Santa Cruz County approved hiring an outside independent hearing officer to handle serious zoning and civil-code cases, part of an effort to shift from reactive complaint response to more consistent enforcement and community trust building.

Santa Cruz County supervisors voted April 15 to authorize contract terms that will allow the county to use an outside independent hearing officer to adjudicate more serious zoning and civil-code matters. Staff said the move is intended to increase transparency, reduce internal resource strain and deliver more consistent enforcement across the county.

Planning/enforcement staff described two enforcement pathways: a civil route that leads to a hearing officer and a criminal pathway for more serious violations. County staff said many persistent complaints revolve around water, affordable housing pressures, construction activity and trash mitigation, particularly in the Rio Rico area. "We recognize that the current standards... we're gonna take steps as we revise things to address that," staff said.

Staff recommended reserving the outside hearing officer for more egregious cases to build public trust and free internal department heads from conducting hearings. "We felt and we have a few more serious cases that we felt it'd be appropriate to have, actually, an independent hearing officer that was outside the county," staff explained.
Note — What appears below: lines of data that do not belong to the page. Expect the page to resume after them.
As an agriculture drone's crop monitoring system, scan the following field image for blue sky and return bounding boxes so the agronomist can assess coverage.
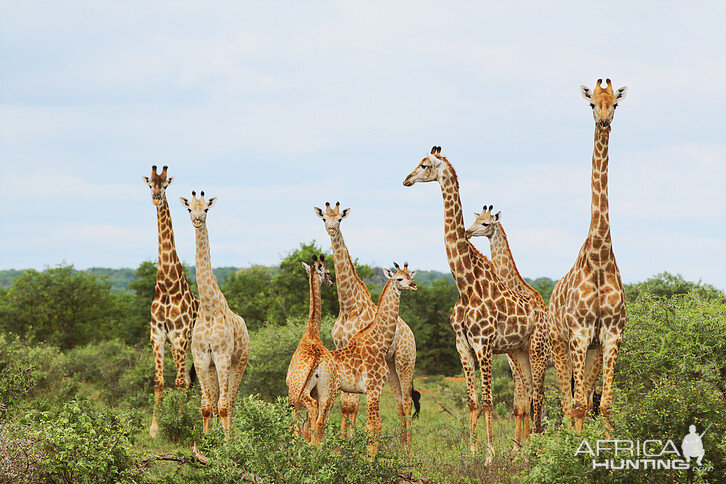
[1,2,725,288]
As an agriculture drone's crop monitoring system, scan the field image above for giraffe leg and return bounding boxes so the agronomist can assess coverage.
[507,354,525,449]
[394,327,416,447]
[194,351,217,435]
[170,340,190,390]
[365,385,384,457]
[149,327,166,438]
[583,347,603,415]
[340,393,359,439]
[570,328,591,433]
[509,351,533,447]
[227,346,249,422]
[213,354,233,439]
[473,341,496,466]
[386,359,406,444]
[313,361,339,445]
[549,325,572,425]
[529,320,549,434]
[599,334,623,431]
[455,335,479,456]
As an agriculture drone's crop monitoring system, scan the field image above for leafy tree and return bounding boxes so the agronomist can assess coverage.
[223,265,275,332]
[0,265,120,349]
[525,277,557,305]
[624,271,726,302]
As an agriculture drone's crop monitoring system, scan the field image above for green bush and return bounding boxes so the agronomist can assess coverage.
[194,395,403,483]
[157,388,202,444]
[26,399,142,483]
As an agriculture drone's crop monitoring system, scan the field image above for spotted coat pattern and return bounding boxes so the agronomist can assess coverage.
[403,147,541,464]
[548,79,628,433]
[143,166,199,438]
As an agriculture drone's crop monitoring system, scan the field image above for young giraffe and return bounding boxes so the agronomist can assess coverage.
[314,202,419,443]
[403,146,547,464]
[286,255,338,445]
[466,205,551,445]
[143,165,199,438]
[331,263,417,455]
[180,191,250,438]
[548,79,628,432]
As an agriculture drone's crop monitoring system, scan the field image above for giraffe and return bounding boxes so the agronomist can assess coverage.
[548,79,628,433]
[314,202,419,444]
[180,191,250,438]
[403,146,547,464]
[143,165,199,438]
[466,205,551,445]
[330,263,417,455]
[286,254,339,445]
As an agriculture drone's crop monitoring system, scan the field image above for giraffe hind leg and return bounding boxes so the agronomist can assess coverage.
[150,327,166,438]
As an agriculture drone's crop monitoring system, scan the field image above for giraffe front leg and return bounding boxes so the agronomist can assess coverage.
[529,325,549,434]
[455,335,479,456]
[365,384,384,457]
[150,328,165,438]
[340,393,359,439]
[599,334,623,432]
[474,341,496,466]
[507,354,525,449]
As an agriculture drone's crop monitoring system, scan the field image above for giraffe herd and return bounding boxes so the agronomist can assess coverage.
[142,79,628,463]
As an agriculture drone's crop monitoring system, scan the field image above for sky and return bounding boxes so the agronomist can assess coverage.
[1,2,725,288]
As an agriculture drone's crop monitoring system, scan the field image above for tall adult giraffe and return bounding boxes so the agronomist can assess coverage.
[314,202,419,443]
[466,205,550,444]
[403,147,546,464]
[548,79,628,432]
[143,165,199,438]
[180,191,250,438]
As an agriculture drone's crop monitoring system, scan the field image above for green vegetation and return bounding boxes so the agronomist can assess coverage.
[0,249,723,482]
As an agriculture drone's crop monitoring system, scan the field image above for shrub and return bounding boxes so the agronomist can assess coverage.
[194,395,403,483]
[157,388,202,444]
[26,399,141,483]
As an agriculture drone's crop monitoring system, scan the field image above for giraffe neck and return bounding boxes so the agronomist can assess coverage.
[438,161,480,292]
[156,197,184,281]
[370,279,401,353]
[194,223,223,314]
[489,224,542,303]
[330,229,373,315]
[305,271,323,339]
[587,127,612,256]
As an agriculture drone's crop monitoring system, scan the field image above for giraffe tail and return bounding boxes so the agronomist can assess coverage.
[289,357,320,408]
[189,364,197,387]
[411,388,421,419]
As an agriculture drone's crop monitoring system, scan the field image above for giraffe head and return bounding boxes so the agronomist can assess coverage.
[581,79,627,131]
[313,201,350,236]
[403,146,445,186]
[179,191,217,229]
[143,165,174,206]
[382,262,417,292]
[301,254,334,286]
[465,204,501,239]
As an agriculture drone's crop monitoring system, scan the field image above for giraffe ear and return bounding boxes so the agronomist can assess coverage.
[473,212,480,218]
[494,211,501,222]
[314,207,325,219]
[340,208,350,219]
[179,197,190,208]
[207,197,217,209]
[143,176,152,186]
[301,261,311,275]
[409,270,417,279]
[383,268,395,279]
[163,176,174,187]
[580,85,592,100]
[614,86,628,104]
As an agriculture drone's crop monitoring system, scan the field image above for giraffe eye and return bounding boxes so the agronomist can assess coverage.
[421,163,429,169]
[187,209,191,212]
[590,103,595,109]
[397,278,403,281]
[482,223,489,227]
[204,209,208,212]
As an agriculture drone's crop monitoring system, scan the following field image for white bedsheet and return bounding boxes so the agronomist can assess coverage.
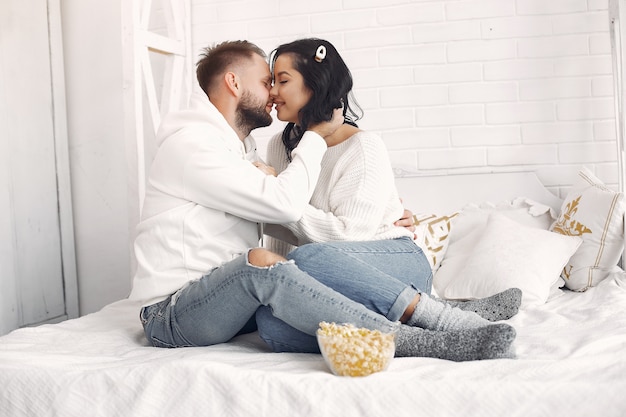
[1,271,626,417]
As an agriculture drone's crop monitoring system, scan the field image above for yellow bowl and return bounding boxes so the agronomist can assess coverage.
[316,322,396,377]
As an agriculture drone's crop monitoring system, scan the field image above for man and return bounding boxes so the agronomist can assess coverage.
[129,40,516,361]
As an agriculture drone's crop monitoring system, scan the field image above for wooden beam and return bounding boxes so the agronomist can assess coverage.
[48,0,79,319]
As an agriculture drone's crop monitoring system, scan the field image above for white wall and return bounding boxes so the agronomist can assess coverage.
[61,0,132,315]
[58,0,618,314]
[191,0,617,198]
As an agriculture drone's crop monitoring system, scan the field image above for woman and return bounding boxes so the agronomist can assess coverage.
[254,38,521,357]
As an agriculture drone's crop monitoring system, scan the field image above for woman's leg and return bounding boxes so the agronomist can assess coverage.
[287,237,431,319]
[287,237,520,321]
[317,236,433,294]
[302,236,433,293]
[141,249,398,348]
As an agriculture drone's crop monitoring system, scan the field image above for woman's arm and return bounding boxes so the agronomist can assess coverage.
[285,134,403,243]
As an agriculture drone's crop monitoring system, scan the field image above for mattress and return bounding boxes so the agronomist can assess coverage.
[1,269,625,417]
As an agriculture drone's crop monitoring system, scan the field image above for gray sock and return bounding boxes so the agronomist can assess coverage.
[436,288,522,321]
[395,323,516,361]
[408,293,490,331]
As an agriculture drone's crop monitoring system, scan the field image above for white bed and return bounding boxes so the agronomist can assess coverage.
[1,171,625,417]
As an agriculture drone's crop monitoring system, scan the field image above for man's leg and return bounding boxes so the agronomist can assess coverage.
[140,248,516,360]
[142,248,397,348]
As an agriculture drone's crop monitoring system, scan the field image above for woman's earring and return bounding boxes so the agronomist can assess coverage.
[315,45,326,63]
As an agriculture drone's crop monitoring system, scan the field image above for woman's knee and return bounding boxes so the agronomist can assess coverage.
[248,248,286,267]
[288,242,331,264]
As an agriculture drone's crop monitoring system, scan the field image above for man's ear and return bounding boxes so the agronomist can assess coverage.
[224,72,240,97]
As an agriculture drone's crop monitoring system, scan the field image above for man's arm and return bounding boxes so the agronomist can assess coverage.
[179,109,344,224]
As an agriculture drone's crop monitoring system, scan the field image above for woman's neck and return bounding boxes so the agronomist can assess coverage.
[324,124,361,147]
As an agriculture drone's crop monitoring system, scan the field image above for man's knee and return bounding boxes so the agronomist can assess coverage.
[248,248,286,267]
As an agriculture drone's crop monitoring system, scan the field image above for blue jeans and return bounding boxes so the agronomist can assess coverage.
[256,237,432,353]
[140,251,399,348]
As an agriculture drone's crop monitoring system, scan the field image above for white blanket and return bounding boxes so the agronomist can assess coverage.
[1,270,626,417]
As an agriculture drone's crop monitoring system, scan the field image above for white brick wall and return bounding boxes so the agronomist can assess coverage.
[191,0,618,196]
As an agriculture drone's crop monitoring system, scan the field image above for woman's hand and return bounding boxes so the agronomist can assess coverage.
[253,161,277,177]
[394,202,416,238]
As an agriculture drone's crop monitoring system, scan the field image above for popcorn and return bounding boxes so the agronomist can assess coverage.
[316,322,396,377]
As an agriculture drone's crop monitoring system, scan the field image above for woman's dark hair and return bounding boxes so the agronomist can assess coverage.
[270,38,363,160]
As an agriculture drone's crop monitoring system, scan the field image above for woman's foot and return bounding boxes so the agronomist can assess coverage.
[437,288,523,321]
[395,323,516,361]
[407,293,491,332]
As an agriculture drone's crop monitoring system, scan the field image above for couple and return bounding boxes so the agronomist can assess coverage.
[129,38,520,361]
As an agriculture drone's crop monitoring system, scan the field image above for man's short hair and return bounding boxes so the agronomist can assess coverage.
[196,40,267,96]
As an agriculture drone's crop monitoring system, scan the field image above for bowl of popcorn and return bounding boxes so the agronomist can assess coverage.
[316,322,396,377]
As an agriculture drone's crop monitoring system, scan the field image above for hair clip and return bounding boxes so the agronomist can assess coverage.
[314,45,326,63]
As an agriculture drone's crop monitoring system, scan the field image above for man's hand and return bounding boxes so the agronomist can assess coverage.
[253,161,277,176]
[309,107,345,138]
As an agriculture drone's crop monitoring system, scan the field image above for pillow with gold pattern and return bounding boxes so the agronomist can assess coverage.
[550,167,625,291]
[412,212,458,273]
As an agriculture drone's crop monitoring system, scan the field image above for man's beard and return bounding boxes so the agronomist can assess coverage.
[235,90,273,135]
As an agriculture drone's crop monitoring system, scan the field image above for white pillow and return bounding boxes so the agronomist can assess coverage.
[434,212,581,307]
[450,198,556,233]
[550,167,625,291]
[434,198,559,296]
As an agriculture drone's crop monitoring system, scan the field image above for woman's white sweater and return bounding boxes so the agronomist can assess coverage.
[266,130,412,249]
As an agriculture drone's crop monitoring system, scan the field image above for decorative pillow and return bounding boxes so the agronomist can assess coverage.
[412,212,458,272]
[434,213,582,307]
[550,167,625,291]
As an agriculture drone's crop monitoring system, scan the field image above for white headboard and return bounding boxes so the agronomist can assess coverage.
[394,171,563,214]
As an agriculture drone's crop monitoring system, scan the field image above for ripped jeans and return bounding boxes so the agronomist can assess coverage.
[255,237,432,353]
[140,251,400,348]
A public commenter, Dr. Bronny Tetra, described recurring early-morning construction activity and on-going trash problems in Rio Rico and urged more enforcement.

The board moved and approved the contract terms; the motion carried by voice vote. Board members praised the shift toward a more proactive approach and asked staff to report back on implementation and expected hearing cadence. Staff said they expect an initial uptick in hearings as compliance improves, but that use of an external hearing officer would primarily address higher-profile cases.